Clippers sign Josh Smith, ignite in toxic flames

The Los Angeles Clippers, apparently not done with offseason drama, have signed mercurial forward Josh Smith to a one-year deal at the veteran minimum.

Not since the Jail Blazers have we seen such a disparate group of players. Historic whiner Chris Paul, fresh off a rare trip to the second round of the playoffs (!!), will team up with the high-five-craving, attention-seeking DeAndre Jordan, notorious team cancer and serial ill-advised shooter Lance Stephenson, Smith (who puts the “I” in inefficient) and Blake Griffin, who’s got the unenviable task of being the only likable member of the starting five.

If you’re looking at this move from the all-too-common GM perspective of numbers on a sheet of paper, L.A. is getting talent for great value here. Smith, who conceivably would fit in well at the 4 of a small-ball lineup with Griffin at the 5 and definitely gives the Clippers some much-needed bench depth if he doesn’t end up starting, is still owed $5.4 million per season through 2019-20 by the Pistons. That works out well for cap-starved Lob City, which landed Smith despite a $2.5 million room exception offer from the Rockets.

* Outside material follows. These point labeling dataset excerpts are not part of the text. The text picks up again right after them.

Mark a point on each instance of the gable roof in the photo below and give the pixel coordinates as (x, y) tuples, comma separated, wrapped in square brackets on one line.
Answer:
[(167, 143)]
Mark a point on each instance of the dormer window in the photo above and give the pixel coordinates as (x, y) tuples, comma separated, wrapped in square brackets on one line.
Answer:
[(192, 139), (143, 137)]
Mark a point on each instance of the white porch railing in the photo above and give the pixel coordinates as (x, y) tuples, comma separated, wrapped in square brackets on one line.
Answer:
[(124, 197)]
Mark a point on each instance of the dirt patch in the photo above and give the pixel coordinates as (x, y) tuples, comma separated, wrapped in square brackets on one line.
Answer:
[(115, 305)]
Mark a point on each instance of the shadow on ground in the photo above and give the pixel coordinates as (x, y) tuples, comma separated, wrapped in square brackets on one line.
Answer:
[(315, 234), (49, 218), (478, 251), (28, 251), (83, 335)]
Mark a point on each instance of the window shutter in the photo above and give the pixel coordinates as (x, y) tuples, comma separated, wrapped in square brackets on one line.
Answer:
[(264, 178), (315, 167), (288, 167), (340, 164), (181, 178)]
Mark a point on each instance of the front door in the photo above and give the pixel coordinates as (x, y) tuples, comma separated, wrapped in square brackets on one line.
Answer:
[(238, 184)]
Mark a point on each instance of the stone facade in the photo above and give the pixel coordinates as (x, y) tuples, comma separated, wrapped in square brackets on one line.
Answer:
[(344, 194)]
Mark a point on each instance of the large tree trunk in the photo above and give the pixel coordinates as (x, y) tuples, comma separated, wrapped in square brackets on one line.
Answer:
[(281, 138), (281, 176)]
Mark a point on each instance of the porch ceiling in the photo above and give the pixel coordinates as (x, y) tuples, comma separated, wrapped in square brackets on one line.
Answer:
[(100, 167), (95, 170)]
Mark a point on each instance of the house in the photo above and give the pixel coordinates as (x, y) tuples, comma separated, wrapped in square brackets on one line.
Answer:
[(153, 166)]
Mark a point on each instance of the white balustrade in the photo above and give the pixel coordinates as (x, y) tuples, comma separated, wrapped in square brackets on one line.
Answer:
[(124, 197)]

But basketball isn’t played on a sheet of paper. Paul, despite being better than I’ll ever give him credit for, is going to have to somehow run extra plays for Jordan, who staged perhaps the most dramatic free agency backpedal ever in search of a role of respect in the offense, feed Stephenson and Smith in spots that maximize their trigger-happy tendencies while stopping them from bogging down the attack, and allow Griffin to continue flourishing into the league’s most dominant power forward. There aren’t going to be enough basketballs to go around.

How long is it going to be before Stephenson starts shooting 20 midrange jumpers a game, Snith refuses to move inside the three-point line, Jordan starts pouting and Paul has a temper tantrum? I’ll give it 30 games, max.

Maybe that’s why they brought Paul Pierce here.